A Data Mart is a filtered (and sometimes aggregated) subsection of a Data Warehouse to make it easier for a particular group to query data. It provides a smaller schema with only the relevant tables for the group.
This stage is right for you if:
- You want to get democratized and enable others in your company to explore and understand data themselves
- You’re prepared to teach and enable business users in your company - hopefully using the many resources of The Data School
- You have projects that require different formats of the source of truth for easier use
- Having truly informed employees is important to your company’s competitive success
You’ve outgrown this stage if:
- You can’t really! You can make any number of marts, and even put leveling in your marts if you’d like. Implementing this stage will result in a complete, well architected and governed stack that will continually evolve and support your informed competitive company.
Five reasons to build a Data Mart
- Relevance to use cases. Limiting the schema to the tables that you need allow you to parse the schema easily.
- Accessible to a variety of people and teams. Data marts allow you to expose more people to data without overwhelming them.
- Customized architecture for different use cases. Aggregations, metric calculations, and PII can all be handled individually for teams.

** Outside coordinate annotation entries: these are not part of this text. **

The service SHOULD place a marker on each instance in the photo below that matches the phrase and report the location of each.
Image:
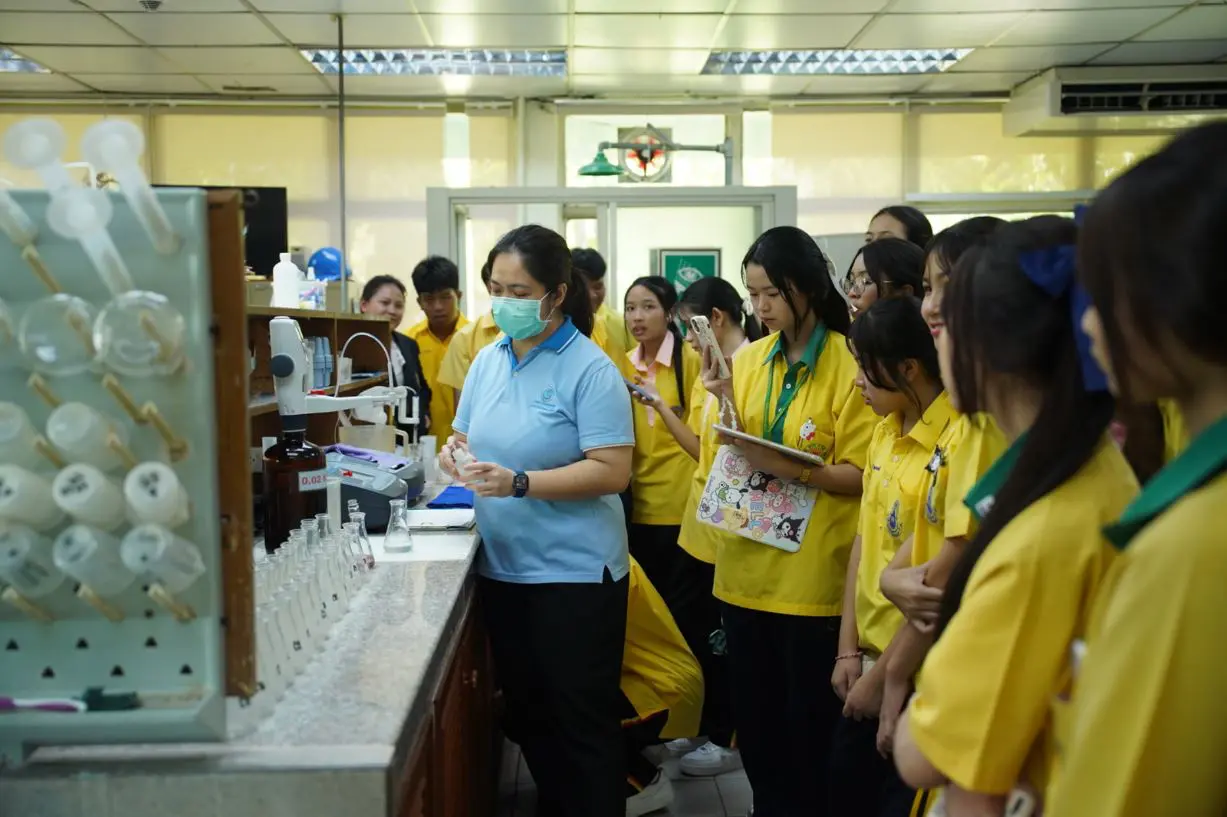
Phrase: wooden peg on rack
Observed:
(36, 263)
(43, 389)
(163, 599)
(44, 447)
(174, 444)
(125, 400)
(26, 606)
(96, 601)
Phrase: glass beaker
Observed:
(396, 537)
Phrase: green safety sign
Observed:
(684, 268)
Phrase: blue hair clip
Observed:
(1053, 270)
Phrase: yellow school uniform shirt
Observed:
(965, 452)
(826, 416)
(659, 672)
(982, 708)
(464, 347)
(660, 477)
(431, 351)
(890, 507)
(1147, 729)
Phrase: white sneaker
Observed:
(681, 746)
(709, 761)
(658, 796)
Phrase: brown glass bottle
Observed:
(286, 503)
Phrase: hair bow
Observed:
(1053, 270)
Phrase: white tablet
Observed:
(796, 454)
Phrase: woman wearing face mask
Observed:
(691, 601)
(1020, 594)
(546, 416)
(780, 609)
(900, 221)
(665, 371)
(901, 380)
(888, 266)
(1146, 732)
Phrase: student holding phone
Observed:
(780, 609)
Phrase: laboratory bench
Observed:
(395, 717)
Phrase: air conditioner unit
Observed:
(1131, 99)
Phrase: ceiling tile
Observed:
(37, 84)
(21, 27)
(790, 31)
(646, 31)
(936, 31)
(974, 82)
(1195, 50)
(497, 31)
(114, 59)
(1196, 22)
(1098, 26)
(361, 31)
(1025, 58)
(280, 59)
(637, 60)
(145, 82)
(282, 84)
(188, 28)
(940, 6)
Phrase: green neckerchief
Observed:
(796, 374)
(1201, 461)
(982, 494)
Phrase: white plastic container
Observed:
(286, 277)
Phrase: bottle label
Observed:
(313, 480)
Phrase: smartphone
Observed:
(702, 329)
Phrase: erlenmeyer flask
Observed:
(396, 537)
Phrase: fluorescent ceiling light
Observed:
(928, 60)
(11, 63)
(438, 61)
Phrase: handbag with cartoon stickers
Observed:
(755, 504)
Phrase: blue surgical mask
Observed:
(519, 318)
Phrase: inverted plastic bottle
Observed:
(117, 146)
(84, 214)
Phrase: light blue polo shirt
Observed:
(565, 398)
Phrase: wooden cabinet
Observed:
(453, 772)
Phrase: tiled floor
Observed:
(724, 796)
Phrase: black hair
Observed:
(436, 274)
(796, 265)
(1004, 324)
(588, 263)
(1151, 250)
(707, 295)
(546, 258)
(950, 244)
(891, 331)
(374, 285)
(666, 295)
(892, 264)
(914, 222)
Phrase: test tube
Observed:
(85, 493)
(37, 145)
(26, 562)
(81, 432)
(84, 214)
(155, 494)
(26, 498)
(17, 437)
(117, 145)
(92, 557)
(152, 550)
(14, 221)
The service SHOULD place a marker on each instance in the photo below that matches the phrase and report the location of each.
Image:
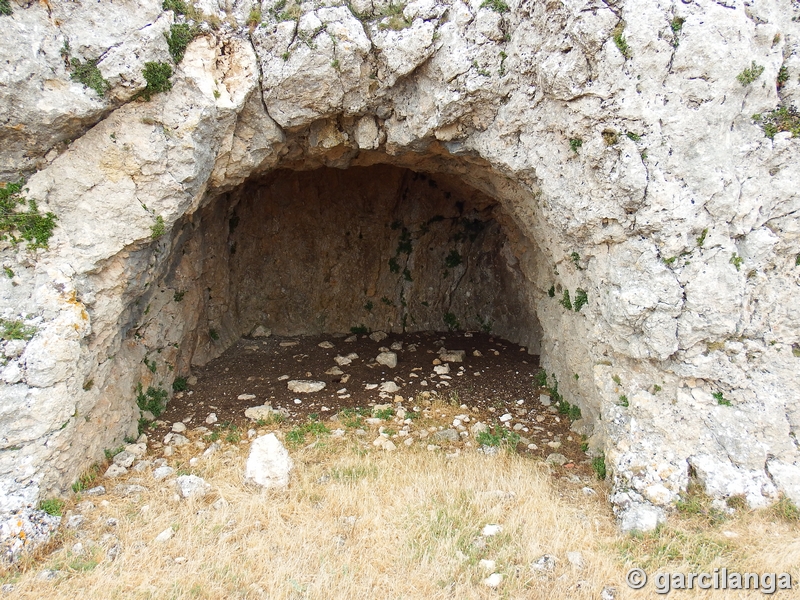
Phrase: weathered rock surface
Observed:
(635, 189)
(269, 463)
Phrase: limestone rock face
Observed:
(644, 226)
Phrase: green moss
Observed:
(157, 75)
(178, 38)
(89, 75)
(750, 74)
(27, 225)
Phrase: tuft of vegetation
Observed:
(89, 75)
(179, 7)
(581, 299)
(721, 400)
(565, 301)
(157, 75)
(154, 400)
(496, 5)
(783, 77)
(179, 37)
(620, 41)
(599, 466)
(52, 506)
(15, 329)
(254, 18)
(750, 74)
(453, 259)
(783, 118)
(451, 321)
(27, 225)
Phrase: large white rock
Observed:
(269, 463)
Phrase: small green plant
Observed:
(565, 301)
(496, 5)
(581, 298)
(599, 466)
(702, 239)
(15, 329)
(52, 506)
(154, 400)
(179, 37)
(781, 119)
(157, 75)
(750, 74)
(785, 510)
(177, 6)
(783, 77)
(89, 75)
(453, 259)
(254, 18)
(23, 225)
(451, 321)
(721, 400)
(86, 479)
(540, 379)
(385, 414)
(620, 41)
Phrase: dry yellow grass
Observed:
(357, 522)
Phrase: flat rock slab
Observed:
(300, 386)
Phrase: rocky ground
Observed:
(379, 385)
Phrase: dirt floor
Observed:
(495, 378)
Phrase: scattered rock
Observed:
(544, 564)
(162, 473)
(446, 435)
(387, 359)
(192, 486)
(269, 463)
(389, 386)
(305, 387)
(164, 535)
(556, 459)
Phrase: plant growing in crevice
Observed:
(750, 74)
(179, 37)
(581, 298)
(18, 225)
(620, 41)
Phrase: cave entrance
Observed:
(376, 248)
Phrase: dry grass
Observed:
(362, 523)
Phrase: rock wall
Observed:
(618, 140)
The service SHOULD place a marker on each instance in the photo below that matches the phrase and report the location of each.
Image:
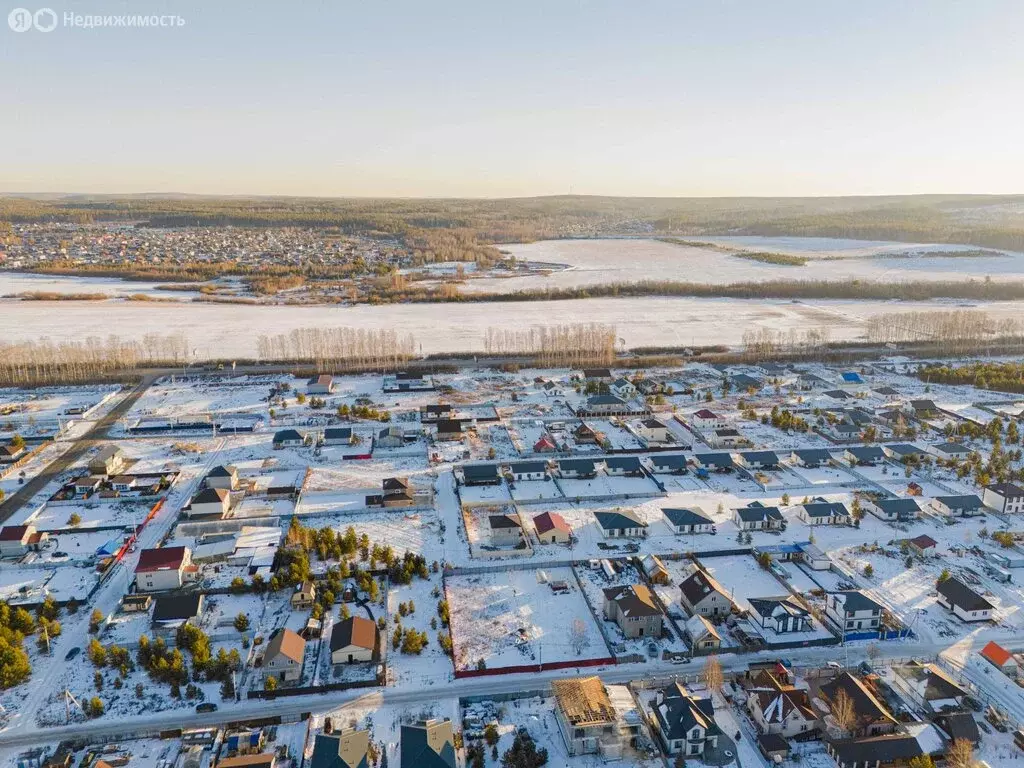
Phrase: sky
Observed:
(520, 97)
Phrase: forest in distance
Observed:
(988, 221)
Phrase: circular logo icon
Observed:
(19, 19)
(45, 19)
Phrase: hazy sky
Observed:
(438, 97)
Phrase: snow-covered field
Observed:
(218, 331)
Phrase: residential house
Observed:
(322, 384)
(552, 528)
(779, 708)
(303, 596)
(966, 505)
(688, 520)
(853, 610)
(654, 569)
(284, 655)
(759, 460)
(621, 524)
(820, 512)
(607, 404)
(922, 545)
(171, 612)
(623, 388)
(998, 656)
(758, 517)
(222, 477)
(718, 462)
(353, 639)
(289, 438)
(700, 593)
(668, 464)
(870, 715)
(111, 460)
(164, 568)
(1007, 498)
(339, 436)
(348, 749)
(706, 421)
(577, 468)
(429, 743)
(964, 601)
(624, 466)
(724, 438)
(634, 609)
(391, 437)
(780, 614)
(685, 723)
(16, 541)
(504, 530)
(537, 470)
(811, 458)
(480, 474)
(704, 637)
(864, 456)
(653, 430)
(214, 502)
(449, 430)
(585, 717)
(901, 510)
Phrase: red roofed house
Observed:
(545, 445)
(998, 656)
(552, 528)
(18, 540)
(164, 568)
(922, 545)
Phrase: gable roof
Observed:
(619, 520)
(694, 516)
(285, 641)
(547, 521)
(353, 631)
(961, 595)
(429, 743)
(164, 558)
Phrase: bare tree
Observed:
(961, 754)
(844, 712)
(714, 676)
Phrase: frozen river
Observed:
(629, 260)
(226, 331)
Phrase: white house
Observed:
(353, 639)
(1007, 498)
(164, 568)
(284, 654)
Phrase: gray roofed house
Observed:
(480, 474)
(685, 723)
(688, 520)
(621, 524)
(811, 457)
(429, 743)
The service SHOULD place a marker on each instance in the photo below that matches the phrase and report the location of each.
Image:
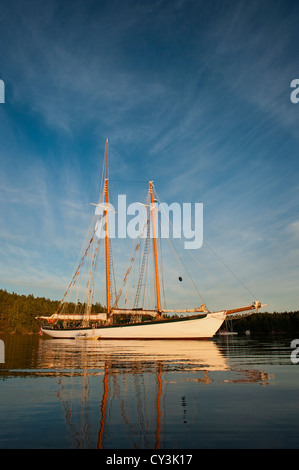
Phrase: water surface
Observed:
(227, 393)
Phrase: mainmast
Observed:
(106, 195)
(155, 248)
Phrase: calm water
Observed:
(228, 393)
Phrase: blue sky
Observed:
(194, 95)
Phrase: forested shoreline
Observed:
(18, 312)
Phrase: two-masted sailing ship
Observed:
(134, 322)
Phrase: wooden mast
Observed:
(155, 248)
(107, 236)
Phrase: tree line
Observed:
(18, 312)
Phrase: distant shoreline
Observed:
(18, 312)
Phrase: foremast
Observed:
(152, 208)
(106, 202)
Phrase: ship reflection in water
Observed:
(137, 394)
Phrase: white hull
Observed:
(196, 327)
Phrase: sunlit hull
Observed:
(196, 327)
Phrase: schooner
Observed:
(129, 323)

- Maintainable with less time and effort. Having the data monitored by team leads makes it easier to identify data issues.
- Separated levels of data access. Easily protect sensitive data by limiting what teams can see in their data marts.
This section of the Data Governance book will explain why you should create data marts, and how to implement them so that you get all the benefits they can deliver your business. Before we dive in further let’s look at the data issues you are facing with a Data Warehouse.
The Problem with Data Warehouses
As an organization scales the amount of data it is tracking, the number of people who want to access it scale too. This results in more people with less context about a large portion of the schema.
We want to go from a complex schema:
To a siloed schema, where each department has the data they need:
So while going from Lake to Warehouse was mostly about cleaning up tables, going from Warehouse to Marts is about cleaning up schemas. Different departments need different parts of the Data Warehouse schema.
How Data Marts are different from Data Warehouses
Use modeling to create separate schemas where the tables are provided to the appropriate team or individual. These will be your company’s Data Marts.
The table structures should be the same, as the data should have been cleaned at the Data Warehouse stage. Data Marts are not very different from your Data Warehouse since the heavy lifting was already done. Data Marts make it easier for people within departments to navigate the schema and provide extra insight of the data for that department.
Data Marts make your data:
- Relevant to your job and use cases
- Accessible to a variety of people and teams
- Customized architecture for different use cases
- Maintainable with team leads
- Separated to protect sensitive information
A Data Lake is a pile of products in your building.
A Data Warehouse is those products sorted, shelved, and tagged.
A Data Mart is those products shipped out to relevant stores for sale.